De mais a mais, se tem alguém que não pode reclamar do cometimento de delitos eleitoral na eleição passada, é o atual presidente derrotado: nunca na história deste país vimos um governo cometer tanto abuso de poder político e econômico como vimos no último pleito. Basta dizer que até “dinheiro público” foi distribuído com as várias desculpas para reverter os votos dos eleitores mais vulneráveis economicamente.
Aos insatisfeitos com o resultado das urnas, o melhor a fazerem é acumular forças políticas para as próximas eleições, daqui a dois e quatro anos, o que só será possível numa democracia, pois ditaduras não realizam eleições livres e justas.
Em outras palavras, não devemos brincar com a democracia, pois sabemos que os riscos que correríamos se não a tivéssemos seriam infinitamente maiores que qualquer insatisfação com o resultado do pleito.

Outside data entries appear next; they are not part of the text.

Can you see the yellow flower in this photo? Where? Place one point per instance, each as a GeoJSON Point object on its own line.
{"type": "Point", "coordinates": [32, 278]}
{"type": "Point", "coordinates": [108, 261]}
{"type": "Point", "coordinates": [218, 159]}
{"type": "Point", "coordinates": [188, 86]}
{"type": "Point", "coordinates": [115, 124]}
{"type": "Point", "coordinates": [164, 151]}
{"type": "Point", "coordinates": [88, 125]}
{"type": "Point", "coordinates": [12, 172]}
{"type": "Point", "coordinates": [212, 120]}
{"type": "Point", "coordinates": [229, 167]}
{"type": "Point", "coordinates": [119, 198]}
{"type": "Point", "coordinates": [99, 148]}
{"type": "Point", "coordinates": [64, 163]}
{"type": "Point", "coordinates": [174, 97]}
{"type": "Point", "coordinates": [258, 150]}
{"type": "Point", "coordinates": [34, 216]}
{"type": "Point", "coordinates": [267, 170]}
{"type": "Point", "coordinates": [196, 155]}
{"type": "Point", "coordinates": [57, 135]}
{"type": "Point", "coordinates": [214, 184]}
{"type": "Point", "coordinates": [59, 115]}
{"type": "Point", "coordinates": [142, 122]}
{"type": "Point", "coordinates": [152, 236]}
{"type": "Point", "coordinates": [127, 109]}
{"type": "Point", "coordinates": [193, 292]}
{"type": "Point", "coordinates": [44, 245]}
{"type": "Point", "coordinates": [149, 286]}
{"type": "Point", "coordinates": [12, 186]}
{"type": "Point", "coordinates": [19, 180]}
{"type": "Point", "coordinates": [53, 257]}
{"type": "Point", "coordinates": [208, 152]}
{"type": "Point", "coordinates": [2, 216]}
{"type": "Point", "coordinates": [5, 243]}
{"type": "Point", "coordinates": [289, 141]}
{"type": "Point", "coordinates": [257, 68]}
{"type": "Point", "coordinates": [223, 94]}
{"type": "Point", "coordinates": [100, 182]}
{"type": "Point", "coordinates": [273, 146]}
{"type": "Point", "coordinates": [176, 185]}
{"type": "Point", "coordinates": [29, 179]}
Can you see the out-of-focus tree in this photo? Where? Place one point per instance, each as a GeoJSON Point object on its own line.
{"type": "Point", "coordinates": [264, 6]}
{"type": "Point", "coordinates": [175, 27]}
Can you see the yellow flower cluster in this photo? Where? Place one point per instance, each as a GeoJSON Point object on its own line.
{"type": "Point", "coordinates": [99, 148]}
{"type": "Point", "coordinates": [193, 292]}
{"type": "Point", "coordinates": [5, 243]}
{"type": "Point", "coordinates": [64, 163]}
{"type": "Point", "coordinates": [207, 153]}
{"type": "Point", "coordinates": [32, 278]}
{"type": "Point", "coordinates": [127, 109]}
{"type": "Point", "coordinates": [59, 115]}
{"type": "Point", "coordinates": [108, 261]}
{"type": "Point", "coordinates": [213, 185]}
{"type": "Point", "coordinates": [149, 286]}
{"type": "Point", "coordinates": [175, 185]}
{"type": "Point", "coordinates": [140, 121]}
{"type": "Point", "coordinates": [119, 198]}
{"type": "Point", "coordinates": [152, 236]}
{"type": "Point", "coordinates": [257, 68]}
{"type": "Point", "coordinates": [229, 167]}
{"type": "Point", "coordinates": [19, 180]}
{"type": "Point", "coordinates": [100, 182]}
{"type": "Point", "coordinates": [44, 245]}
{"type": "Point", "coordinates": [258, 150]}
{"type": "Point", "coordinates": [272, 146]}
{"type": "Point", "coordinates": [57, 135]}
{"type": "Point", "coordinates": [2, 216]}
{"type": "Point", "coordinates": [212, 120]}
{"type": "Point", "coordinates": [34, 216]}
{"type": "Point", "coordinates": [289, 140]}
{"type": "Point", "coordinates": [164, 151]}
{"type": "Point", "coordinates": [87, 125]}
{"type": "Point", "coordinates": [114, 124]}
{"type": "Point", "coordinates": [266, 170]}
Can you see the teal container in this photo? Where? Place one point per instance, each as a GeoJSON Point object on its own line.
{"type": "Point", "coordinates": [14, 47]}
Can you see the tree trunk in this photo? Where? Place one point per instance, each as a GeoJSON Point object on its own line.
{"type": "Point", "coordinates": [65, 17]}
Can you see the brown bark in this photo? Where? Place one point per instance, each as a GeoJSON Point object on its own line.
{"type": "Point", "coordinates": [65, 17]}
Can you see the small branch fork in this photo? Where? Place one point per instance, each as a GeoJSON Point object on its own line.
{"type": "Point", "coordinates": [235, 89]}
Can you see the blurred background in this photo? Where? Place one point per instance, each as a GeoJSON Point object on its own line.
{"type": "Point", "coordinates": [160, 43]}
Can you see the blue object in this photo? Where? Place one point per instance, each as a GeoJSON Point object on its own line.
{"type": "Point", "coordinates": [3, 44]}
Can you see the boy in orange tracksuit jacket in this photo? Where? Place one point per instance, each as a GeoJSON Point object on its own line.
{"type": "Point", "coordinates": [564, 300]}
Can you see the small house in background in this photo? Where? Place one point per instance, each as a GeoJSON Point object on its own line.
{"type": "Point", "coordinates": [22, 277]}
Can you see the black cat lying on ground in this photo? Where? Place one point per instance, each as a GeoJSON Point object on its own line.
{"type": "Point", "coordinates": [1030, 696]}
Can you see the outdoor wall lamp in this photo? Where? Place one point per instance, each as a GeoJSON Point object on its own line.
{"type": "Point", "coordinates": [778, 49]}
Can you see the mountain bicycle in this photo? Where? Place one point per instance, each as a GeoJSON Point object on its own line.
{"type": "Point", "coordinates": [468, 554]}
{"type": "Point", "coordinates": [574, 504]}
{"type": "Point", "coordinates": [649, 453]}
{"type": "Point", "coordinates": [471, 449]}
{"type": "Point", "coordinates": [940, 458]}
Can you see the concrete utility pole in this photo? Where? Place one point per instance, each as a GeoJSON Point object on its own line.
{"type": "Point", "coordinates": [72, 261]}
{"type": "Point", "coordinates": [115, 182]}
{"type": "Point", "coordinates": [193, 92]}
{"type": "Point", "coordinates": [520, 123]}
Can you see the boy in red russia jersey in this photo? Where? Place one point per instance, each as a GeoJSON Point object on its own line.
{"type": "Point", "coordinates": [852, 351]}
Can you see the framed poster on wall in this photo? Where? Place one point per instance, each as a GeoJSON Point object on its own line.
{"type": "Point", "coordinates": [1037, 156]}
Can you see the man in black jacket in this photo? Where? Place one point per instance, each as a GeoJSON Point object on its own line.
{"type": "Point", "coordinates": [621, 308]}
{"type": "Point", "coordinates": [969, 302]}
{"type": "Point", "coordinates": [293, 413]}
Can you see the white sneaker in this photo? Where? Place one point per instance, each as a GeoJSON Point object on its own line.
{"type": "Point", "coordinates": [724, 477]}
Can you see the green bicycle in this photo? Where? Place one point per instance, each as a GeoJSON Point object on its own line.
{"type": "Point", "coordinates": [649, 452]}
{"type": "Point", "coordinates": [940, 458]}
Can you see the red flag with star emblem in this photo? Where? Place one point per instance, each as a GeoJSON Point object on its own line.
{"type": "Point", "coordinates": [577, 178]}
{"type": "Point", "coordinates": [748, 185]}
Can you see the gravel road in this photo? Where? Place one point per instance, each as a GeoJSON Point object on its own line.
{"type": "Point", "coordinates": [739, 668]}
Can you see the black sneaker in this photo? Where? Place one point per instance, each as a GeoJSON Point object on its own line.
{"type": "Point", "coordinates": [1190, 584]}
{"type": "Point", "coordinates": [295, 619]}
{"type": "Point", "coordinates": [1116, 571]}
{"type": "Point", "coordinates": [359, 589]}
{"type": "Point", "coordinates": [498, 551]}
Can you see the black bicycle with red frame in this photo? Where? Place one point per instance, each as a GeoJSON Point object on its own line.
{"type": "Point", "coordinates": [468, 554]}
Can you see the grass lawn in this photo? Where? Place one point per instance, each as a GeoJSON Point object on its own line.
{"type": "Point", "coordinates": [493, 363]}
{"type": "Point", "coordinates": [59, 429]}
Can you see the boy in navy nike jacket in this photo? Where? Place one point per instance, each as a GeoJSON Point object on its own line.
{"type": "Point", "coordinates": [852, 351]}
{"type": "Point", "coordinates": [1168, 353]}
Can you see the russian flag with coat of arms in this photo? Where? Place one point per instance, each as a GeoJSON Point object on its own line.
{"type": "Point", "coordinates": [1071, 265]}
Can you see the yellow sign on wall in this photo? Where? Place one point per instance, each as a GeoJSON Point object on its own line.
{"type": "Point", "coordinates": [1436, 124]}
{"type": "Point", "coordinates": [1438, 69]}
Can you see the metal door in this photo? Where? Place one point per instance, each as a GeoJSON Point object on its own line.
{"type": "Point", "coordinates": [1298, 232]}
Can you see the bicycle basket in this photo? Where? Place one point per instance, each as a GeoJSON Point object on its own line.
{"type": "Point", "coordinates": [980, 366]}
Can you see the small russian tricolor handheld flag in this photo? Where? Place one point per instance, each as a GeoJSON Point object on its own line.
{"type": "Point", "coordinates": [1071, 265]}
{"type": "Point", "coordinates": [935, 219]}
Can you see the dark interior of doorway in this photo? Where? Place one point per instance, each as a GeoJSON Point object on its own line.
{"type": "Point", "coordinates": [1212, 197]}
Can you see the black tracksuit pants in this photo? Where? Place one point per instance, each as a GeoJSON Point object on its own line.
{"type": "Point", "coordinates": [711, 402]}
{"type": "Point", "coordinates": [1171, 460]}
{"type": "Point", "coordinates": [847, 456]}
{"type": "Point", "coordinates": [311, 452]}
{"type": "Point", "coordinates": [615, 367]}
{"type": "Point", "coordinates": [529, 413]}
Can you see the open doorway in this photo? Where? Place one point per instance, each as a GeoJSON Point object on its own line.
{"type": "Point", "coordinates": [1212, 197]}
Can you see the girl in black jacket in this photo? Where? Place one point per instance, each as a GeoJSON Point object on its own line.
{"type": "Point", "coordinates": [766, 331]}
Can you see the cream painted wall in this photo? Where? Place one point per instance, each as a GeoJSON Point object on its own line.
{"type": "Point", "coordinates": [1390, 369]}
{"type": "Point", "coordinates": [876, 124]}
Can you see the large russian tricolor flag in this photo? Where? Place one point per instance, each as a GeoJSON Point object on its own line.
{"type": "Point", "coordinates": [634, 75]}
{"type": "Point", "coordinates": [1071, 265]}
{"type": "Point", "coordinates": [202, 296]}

Quando à preocupação de que Brasil vire uma ditadura comunista ou que o partido político que ganhou as eleições “acabe” com país, não precisam se preocupar, mesmo que tentem, não conseguirão fazer isso em quatro anos, quando o povo brasileiro, mais uma vez, livremente, terá a chance de votar e escolher o destino do país.
Enquanto isso um passeio pelos livros de história não faz mal a ninguém.
Na final da Copa do Qatar, que vença a melhor. Mas, viva a Argentina!
Abdon C. Marinho é advogado.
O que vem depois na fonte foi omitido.